Recently, a new method has been described to identify active tuberculosis from latent infection by determination of IL-8.IL-18, and IL-33 in TB-antigen stimulated of the whole blood with 85 % accuracy.
A
careful review of a recent chest x-ray or CT chest will identify a
small nodule in the upper part of the lungs, and also occasionally a
small regional calcified lymph node. Induced sputum smears and
cultures are done routinely and are negative.
The
Public Health Department (PHD) must be notified and state mandated
treatment protocol and follow up are taken up by the PHD.
Reactivation
of Latent TB.
Two
ways the reactivation of latent TB presents
1. Local spread,
2. Pleural
effusion.
Local
spread.
Many immigrants from countries where TB is prevalent may not be
subjected to TB surveillance upon arrival in the new country. They
remain symptoms free for a very long time until the cellular immunity
is reduced by an infection like HIV, and immunosuppressed conditions
due to Diabetes mellitus, prolonged use of corticosteroids,
immunosuppressed drug therapy in organ transplants, and cancer
chemotherapy. The dormant TB bacteria residing within the macrophage
cells wake up and become metabolically active and begin to multiply.

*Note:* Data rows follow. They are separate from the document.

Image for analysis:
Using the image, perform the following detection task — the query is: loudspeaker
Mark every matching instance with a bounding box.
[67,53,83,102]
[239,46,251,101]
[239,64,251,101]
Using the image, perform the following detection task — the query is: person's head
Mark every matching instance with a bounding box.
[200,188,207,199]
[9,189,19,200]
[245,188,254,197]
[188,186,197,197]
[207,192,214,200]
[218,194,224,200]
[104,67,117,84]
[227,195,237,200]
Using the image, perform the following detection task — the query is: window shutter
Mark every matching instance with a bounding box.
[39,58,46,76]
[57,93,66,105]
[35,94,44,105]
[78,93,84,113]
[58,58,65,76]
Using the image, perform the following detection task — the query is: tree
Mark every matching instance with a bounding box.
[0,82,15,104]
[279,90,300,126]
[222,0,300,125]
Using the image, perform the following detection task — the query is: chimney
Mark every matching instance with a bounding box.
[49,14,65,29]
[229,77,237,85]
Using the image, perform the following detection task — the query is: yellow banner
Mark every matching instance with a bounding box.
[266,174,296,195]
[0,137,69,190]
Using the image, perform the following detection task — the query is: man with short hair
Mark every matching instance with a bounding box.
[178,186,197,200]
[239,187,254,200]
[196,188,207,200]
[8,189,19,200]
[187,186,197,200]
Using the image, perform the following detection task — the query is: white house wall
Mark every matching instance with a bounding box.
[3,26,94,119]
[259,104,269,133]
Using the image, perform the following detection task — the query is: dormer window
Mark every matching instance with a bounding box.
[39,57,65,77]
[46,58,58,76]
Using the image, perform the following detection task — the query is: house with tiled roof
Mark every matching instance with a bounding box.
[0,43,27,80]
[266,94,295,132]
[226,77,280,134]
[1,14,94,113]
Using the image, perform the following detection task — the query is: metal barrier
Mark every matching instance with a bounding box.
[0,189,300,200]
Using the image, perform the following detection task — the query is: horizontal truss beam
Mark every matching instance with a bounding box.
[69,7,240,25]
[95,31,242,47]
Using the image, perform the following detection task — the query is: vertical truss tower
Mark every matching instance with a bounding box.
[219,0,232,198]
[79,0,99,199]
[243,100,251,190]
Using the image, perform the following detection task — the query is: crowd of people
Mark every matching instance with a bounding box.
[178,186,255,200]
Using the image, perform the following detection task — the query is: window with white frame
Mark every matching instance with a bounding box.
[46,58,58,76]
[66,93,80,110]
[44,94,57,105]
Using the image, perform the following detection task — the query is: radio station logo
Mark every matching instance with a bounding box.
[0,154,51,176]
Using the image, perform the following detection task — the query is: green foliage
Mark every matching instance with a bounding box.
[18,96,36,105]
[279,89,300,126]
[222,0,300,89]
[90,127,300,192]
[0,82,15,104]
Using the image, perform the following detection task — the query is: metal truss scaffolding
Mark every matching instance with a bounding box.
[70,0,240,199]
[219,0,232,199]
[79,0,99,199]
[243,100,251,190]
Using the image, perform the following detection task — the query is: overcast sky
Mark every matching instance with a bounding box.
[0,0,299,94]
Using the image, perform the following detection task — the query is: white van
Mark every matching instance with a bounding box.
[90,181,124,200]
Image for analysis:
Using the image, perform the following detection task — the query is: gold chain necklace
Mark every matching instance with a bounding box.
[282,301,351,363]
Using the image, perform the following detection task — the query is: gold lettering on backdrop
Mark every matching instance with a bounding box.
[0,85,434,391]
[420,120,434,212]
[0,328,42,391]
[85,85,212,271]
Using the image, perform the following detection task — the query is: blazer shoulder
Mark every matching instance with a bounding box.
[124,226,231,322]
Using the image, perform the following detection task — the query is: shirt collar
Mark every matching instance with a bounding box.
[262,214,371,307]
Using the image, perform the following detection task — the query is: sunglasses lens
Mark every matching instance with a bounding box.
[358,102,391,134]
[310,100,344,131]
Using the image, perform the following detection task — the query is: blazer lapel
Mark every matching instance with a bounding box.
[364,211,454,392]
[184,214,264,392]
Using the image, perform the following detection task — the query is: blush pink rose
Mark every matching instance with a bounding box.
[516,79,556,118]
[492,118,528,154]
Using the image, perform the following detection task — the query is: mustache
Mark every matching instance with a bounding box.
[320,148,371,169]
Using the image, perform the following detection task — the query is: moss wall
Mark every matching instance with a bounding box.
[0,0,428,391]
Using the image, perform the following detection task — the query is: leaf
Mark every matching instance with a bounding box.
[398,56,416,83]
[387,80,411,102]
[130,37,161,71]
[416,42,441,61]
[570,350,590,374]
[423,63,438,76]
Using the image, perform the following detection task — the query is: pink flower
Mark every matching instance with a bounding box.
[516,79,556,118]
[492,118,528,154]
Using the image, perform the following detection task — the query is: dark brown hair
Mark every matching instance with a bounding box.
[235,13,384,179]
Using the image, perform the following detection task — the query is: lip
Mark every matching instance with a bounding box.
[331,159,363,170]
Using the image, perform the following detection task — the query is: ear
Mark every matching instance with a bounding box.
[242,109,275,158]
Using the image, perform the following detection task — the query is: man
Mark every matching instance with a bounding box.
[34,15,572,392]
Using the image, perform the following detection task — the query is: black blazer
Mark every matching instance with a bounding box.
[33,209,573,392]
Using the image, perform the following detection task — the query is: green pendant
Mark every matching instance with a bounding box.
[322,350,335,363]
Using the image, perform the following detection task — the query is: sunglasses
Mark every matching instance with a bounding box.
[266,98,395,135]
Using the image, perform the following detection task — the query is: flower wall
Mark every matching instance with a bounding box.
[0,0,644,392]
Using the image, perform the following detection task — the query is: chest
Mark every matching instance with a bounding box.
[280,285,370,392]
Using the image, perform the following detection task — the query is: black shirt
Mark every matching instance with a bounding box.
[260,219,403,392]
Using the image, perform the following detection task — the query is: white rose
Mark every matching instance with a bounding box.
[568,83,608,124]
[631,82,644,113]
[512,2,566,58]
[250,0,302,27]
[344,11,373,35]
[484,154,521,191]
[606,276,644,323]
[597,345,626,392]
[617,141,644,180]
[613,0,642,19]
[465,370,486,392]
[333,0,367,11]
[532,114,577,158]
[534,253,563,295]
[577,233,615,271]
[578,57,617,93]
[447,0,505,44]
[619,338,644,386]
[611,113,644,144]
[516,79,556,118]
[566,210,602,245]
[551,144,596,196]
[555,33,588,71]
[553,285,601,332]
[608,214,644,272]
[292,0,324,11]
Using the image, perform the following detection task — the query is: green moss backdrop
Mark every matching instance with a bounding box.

Eventually, TB bacteria break up the cellular barrier and invade adjoining
tissues.
As TB becomes an active disease the patient may experience profuse night
sweats, unproductive cough, evening chills and a low grade fever and
loss of weight.
The clinical examination, followed by laboratory tests, reveals a positive Interferon
gamma release assay (IGRA) and a single pulmonary nodule in the upper
zone of the lung in the CT chest. These abnormal shadows often show two distinct densities
- a denser central core and a lighter peripheral cellular
infiltrate zone
The
major concern at this stage is – it is cancer or granuloma. TB
bacteria are one of the few other microscopic organisms that produce
granulomas.
The
most direct way to distinguish between the two is to obtain tissue by a skinny needle biopsy with ultrasound/ fluoroscopic guidance.
But if
the granuloma is due to TB infection, that might contaminate the path
of the needle and might help to spread TB to the pleura and subcutaneous
tissues.
The
alternative is to wait 3 to 6 months and obtain a repeat CT scan and
then evaluate the activity of the lesion and then decide when to
biopsy.
This
decision must depend on the best judgment of the attending physician and
the patient. There are risks both ways.
Induced
sputum for cytology for cancer, fungal, and TB is also performed
as a part of the initial evaluation. Depending on the culture media used for
TB culture, positive growth may or may not be available in 4 to 6
weeks. Bronchoscopic brushing and washings are examined for cancer
and infectious agents. The success rate of identifying cancer/
infection is better by examining the bronchoscopy materials, but the
success rate is not 100 %. The IGRS test of bronchial brushing and wash fluid
containing mononuclear cells has a much higher rate of positivity of
IGRS compared to peripheral blood lymphocytes.
Pleurisy
and Pleural Effusion.
Clinical
presentation.
The onset of chest pain, fever, and mild non-productive cough suddenly occurs in young apparently young healthy individuals. Pleural space TB
inflammation takes place in one of the two ways - hypersensitive reaction and direct infection.
Hypersensitive
reaction.
It is
the usual mode. The initial symptom is a sudden onset of chest pain
aggravated by breathing. The two layers of pleura, rubbing against
each other during inhalation and produce chest pain. A few days or
weeks later the pain suddenly diminishes once the pleural fluid begins
to accumulate. Then the patient feels heaviness in one side of the chest
and may develop a low grade persistent fever.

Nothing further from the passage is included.